Artist's statement, TJ Clifford: "The intent of my senior project was to explore and bring awareness to the influence negative emotions can have on dreams. I created objects in a variety of scenes demonstrating types of fears that we can have, and the resulting effects. I also show that dreams, just like stories, can be interpreted differently depending on the viewer. In order to add a story-like element to my project, I created a ball as the “main character” in each scene, which is shown dealing with the fears they have. Some fears that they have to face are associated with family, death, separation, loneliness, and restriction.  In order to help the viewers interpret what they see, I included minimal narration.  The narration incorporated titles that show up between each of the scenes to introduce them to the main idea.  

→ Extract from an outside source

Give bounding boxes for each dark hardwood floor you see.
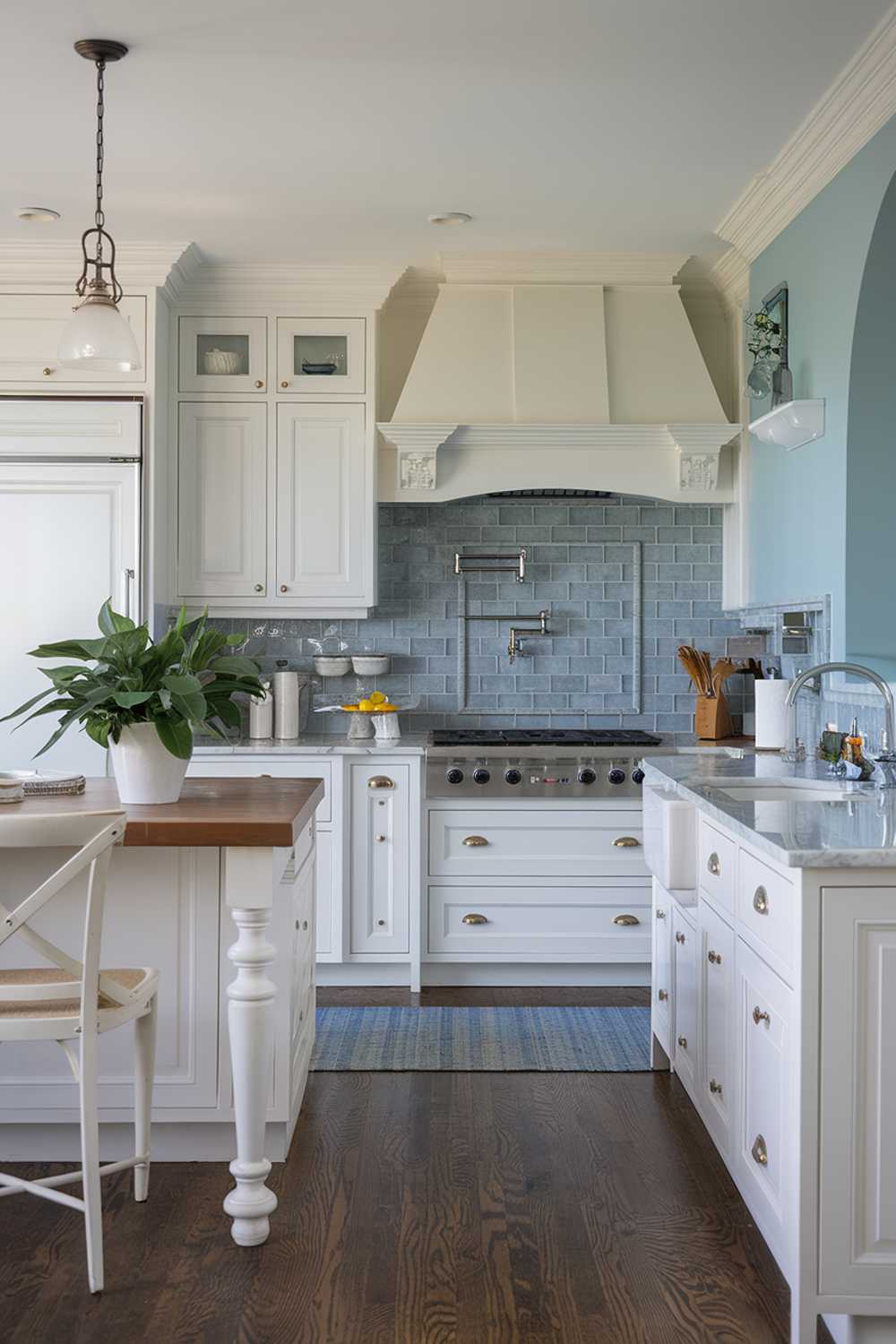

"Fear is something that we have to deal with throughout our entire lives.  However, just because fear has a stigma attached to it, does not mean that it is entirely bad.  Fear, just like love or hatred, is a powerful emotion that can drive us to accomplish great things. I associate fear with dreams because fear is not something that most people enjoy talking about. Instead, we may experience fear subconsciously, in our dreams or nightmares."